Cayman’s cycling community gave the
Cayman Islands Cancer Society a substantial boost recently with the
presentation of a $15,243 cheque.
The money was collected through a
charity auction that formed part of the Cayman Pro Cycling Camp, held in
association with the Garmin-Cervelo pro cycling team.
The event served as a preseason
team-building camp for the team and also allowed local cycling enthusiasts to
meet some of the top cyclists in the world, including reigning world champion
Thor Hushovd and sprinting sensation Tyler Farrar.
According to the organiser of the
event, Tom McCallum, the choice of the Cancer Society as benefitting charity
was an easy one.
“Thanks to the efforts of Lance
Armstrong and others, awareness of cancer and the support of cancer charities
is very big in the cycling community from the pro athletes on down, so it was
quite an easy choice, particularly given the reputation of the Cayman Islands
Cancer Society for being a very effective charity on the Islands,” he said.
Steve Abbott, president of the
Cayman Islands Cycling Association, said the link between a healthy, active
lifestyle and the reduction of the incidence of cancer also made the Cancer
Society the perfect beneficiary.
“Cancer affects everyone, and I
personally don’t think I know of many people who haven’t been affected by it in
some way,” he said.
According to Mr.
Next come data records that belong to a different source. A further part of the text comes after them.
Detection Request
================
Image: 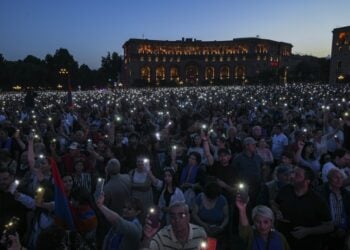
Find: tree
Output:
[45,48,78,88]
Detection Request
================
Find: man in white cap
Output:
[232,137,263,207]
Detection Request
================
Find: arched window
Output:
[235,66,245,79]
[186,64,199,83]
[205,67,214,80]
[156,66,165,81]
[220,66,230,80]
[141,66,151,82]
[170,66,179,81]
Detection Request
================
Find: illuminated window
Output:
[185,65,199,83]
[141,66,151,82]
[205,67,214,80]
[156,66,165,81]
[220,66,230,80]
[235,66,245,79]
[170,67,179,81]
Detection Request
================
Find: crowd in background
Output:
[0,84,350,250]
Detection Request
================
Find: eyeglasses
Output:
[169,212,187,220]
McCallum, much of
the success of the auction can be ascribed to the generous assistance provided
by the Garmin-Cervelo cycling team.
“I did press upon the team that we
wanted to make sure we could raise significant money for charity, and the team
was very kind to donate three absolutely fantastic bikes, ridden by the pros,
and in fact the bulk of the money that we raised from the charity auction was
from the donations from the Garmin-Cervelo team, so thanks to them again,” he
Jennifer Weber, operations manager
of the Cancer Society, accepted the donation on behalf of the society.
“Cancer is so expensive – no one
can afford to have cancer. So regardless of what socioeconomic bracket you fit
into, everyone needs help to pay for the treatment, so when you donate money
here, it really does help a very broad cross-section of people,” she said.
According to Ms Weber, donations to
the Cancer Society are used in two ways.
“We do education programmes to help
with the prevention of cancer – we believe that early detection is very
important, and so a lot of the money goes out to education programmes.
“The other way that the money will
help us is that for people who are already sick, it allows us to help them with
their medical expenses. If they have insurance, but the insurance doesn’t cover
things like travel expenses or lodging or miscellaneous other things, those are
the things that we can help with,” she said.